Le tribunal de commerce de Nantes a placé SMALA, plateforme de vente en ligne de vêtements d'occasion pour enfants, en redressement judiciaire, le 1er juillet, a appris CMCM. Fondée en 2016, l'entreprise a progressivement diversifié son activité en développant le déstockage d'invendus, des services de seconde main pour les marques, puis sa propre collection de vêtements.
Fondée en 2016 à Nantes par Aude Viaud et Marie de Longvilliers sous le nom « Il était plusieurs fois », l'entreprise, dont la signature de marque est « Une aventure sans fin », prend en charge l'ensemble du processus de revente : collecte, contrôle, prise de vue, stockage et expédition des articles. Rebaptisée SMALA en 2022, elle indique, en juin 2024, disposer de 240 000 références de vêtements, d'un entrepôt de 3 600 m² en périphérie de Nantes capable de traiter jusqu'à 3 500 pièces par jour et d'une marge brute de 65 % pour un prix moyen de revente compris entre 8 et 10 euros, selon L'Usine Digitale.
Contrairement aux marketplaces de mise en relation entre particuliers comme Vinted, Smala immobilise du stock en rachetant les vêtements avant de les trier, de les contrôler, de les photographier, de les stocker puis de les revendre. Ce modèle lui permet de maîtriser l'ensemble de la chaîne de revente et de proposer une expérience d'achat homogène, mais implique la constitution d'un stock et l'exploitation d'une infrastructure logistique dédiée. Son approvisionnement provient principalement des particuliers, mais aussi de stocks d'invendus neufs rachetés à des marques. Ces invendus sont revendus à prix réduit sur la plateforme, en complément de son offre de vêtements d'occasion.

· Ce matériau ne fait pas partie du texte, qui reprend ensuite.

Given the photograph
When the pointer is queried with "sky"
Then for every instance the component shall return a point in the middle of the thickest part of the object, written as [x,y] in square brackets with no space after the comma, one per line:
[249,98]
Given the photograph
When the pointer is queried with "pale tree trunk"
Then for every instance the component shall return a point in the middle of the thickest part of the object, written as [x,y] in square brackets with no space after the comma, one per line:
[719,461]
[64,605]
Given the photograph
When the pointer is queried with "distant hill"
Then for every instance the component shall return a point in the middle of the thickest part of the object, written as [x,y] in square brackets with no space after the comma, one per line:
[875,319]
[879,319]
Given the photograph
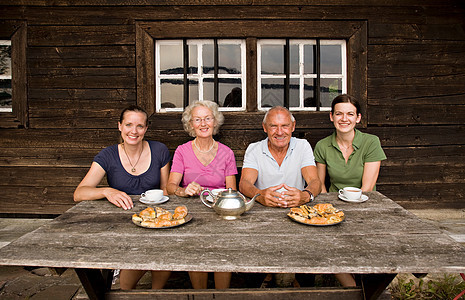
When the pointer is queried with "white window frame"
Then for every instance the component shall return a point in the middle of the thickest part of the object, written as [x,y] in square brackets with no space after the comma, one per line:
[200,76]
[301,76]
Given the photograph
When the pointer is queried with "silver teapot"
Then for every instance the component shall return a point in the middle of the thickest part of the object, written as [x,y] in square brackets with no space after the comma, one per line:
[229,204]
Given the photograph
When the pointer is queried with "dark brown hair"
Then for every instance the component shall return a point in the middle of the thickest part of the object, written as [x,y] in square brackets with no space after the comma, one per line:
[345,98]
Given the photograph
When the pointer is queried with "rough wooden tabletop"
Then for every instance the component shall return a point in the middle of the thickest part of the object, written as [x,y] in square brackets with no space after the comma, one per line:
[377,236]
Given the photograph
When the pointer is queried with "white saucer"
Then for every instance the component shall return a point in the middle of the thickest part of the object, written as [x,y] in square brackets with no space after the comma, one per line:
[151,202]
[364,198]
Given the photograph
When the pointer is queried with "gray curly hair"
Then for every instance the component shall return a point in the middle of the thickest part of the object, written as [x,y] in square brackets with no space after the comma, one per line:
[187,116]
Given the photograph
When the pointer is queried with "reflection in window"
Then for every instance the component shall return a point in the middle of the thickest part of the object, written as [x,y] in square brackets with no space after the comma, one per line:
[189,70]
[5,76]
[300,74]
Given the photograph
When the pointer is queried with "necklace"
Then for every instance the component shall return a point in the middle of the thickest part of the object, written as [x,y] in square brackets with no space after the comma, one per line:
[140,154]
[195,144]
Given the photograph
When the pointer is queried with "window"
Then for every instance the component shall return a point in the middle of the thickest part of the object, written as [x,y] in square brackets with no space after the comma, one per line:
[300,74]
[13,87]
[5,76]
[207,69]
[317,60]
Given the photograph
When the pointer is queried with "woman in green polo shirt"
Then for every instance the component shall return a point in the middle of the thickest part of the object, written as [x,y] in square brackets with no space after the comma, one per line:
[351,157]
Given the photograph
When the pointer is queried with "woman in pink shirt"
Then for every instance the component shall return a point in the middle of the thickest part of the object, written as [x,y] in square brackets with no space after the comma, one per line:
[202,163]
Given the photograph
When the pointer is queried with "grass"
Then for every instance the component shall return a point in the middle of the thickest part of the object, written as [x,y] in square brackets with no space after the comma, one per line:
[436,286]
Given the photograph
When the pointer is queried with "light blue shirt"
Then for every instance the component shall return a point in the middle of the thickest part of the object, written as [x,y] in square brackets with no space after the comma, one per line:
[299,155]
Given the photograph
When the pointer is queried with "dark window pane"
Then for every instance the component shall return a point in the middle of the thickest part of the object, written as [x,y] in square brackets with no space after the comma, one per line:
[272,59]
[308,59]
[5,60]
[294,92]
[208,57]
[229,57]
[272,92]
[208,89]
[193,90]
[171,61]
[294,59]
[193,63]
[331,60]
[309,93]
[329,89]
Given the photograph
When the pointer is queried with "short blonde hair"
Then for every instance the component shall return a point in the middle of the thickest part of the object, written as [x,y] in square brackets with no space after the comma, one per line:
[187,116]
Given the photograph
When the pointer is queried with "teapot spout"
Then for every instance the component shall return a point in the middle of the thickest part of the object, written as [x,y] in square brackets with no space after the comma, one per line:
[251,202]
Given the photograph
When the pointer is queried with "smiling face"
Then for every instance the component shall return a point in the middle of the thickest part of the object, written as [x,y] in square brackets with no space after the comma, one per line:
[279,127]
[133,127]
[203,121]
[345,117]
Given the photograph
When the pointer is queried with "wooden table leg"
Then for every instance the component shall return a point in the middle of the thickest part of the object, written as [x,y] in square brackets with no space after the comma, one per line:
[95,282]
[374,284]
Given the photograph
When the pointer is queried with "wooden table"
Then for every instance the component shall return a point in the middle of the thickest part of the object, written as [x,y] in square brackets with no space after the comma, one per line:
[378,238]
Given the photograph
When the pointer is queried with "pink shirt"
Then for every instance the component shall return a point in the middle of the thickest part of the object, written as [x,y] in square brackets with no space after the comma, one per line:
[212,176]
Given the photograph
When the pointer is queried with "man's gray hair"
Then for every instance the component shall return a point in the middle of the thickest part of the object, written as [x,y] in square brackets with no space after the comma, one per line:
[282,108]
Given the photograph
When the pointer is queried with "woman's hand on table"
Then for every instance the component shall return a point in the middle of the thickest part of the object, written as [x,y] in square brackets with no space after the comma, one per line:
[119,198]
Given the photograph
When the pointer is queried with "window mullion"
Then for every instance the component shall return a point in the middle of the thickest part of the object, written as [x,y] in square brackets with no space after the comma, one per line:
[318,74]
[286,72]
[301,77]
[215,72]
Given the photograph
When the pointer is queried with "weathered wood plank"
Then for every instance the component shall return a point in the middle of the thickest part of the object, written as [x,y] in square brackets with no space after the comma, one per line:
[425,195]
[87,239]
[75,78]
[80,35]
[232,2]
[232,294]
[414,33]
[92,56]
[413,114]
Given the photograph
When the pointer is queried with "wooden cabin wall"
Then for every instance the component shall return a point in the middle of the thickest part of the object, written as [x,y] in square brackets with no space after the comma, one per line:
[81,72]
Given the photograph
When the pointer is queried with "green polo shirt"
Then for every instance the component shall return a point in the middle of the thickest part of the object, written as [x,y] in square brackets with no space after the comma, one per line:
[367,148]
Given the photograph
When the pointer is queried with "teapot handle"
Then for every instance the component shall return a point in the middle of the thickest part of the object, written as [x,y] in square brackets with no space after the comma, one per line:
[204,200]
[250,203]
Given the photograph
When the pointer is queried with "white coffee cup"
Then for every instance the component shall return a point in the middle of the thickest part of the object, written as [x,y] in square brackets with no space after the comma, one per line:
[351,193]
[152,195]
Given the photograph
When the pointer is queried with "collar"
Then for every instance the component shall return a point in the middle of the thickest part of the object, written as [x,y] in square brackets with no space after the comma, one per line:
[266,151]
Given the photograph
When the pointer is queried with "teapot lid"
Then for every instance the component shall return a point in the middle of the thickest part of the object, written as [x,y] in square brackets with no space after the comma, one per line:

Une rentabilité revendiquée
En mars 2024, Smala annonçait avoir atteint son seuil de rentabilité, portée par un chiffre d'affaires de 7 millions d'euros en 2023 (+35 %) et une équipe d'une quarantaine de collaborateurs.
En avril 2025, Smala a lancé Smala Collection, sa première ligne de vêtements neufs pour enfants, développée avec Nathalie Ganne, fondatrice de la marque nantaise Lililote. Fabriquée en Inde à partir de coton biologique certifié GOTS, cette gamme de basiques était destinée à compléter les catégories les moins disponibles en seconde main. L'entreprise indiquait alors avoir déjà donné une seconde vie à 600 000 vêtements en 2024.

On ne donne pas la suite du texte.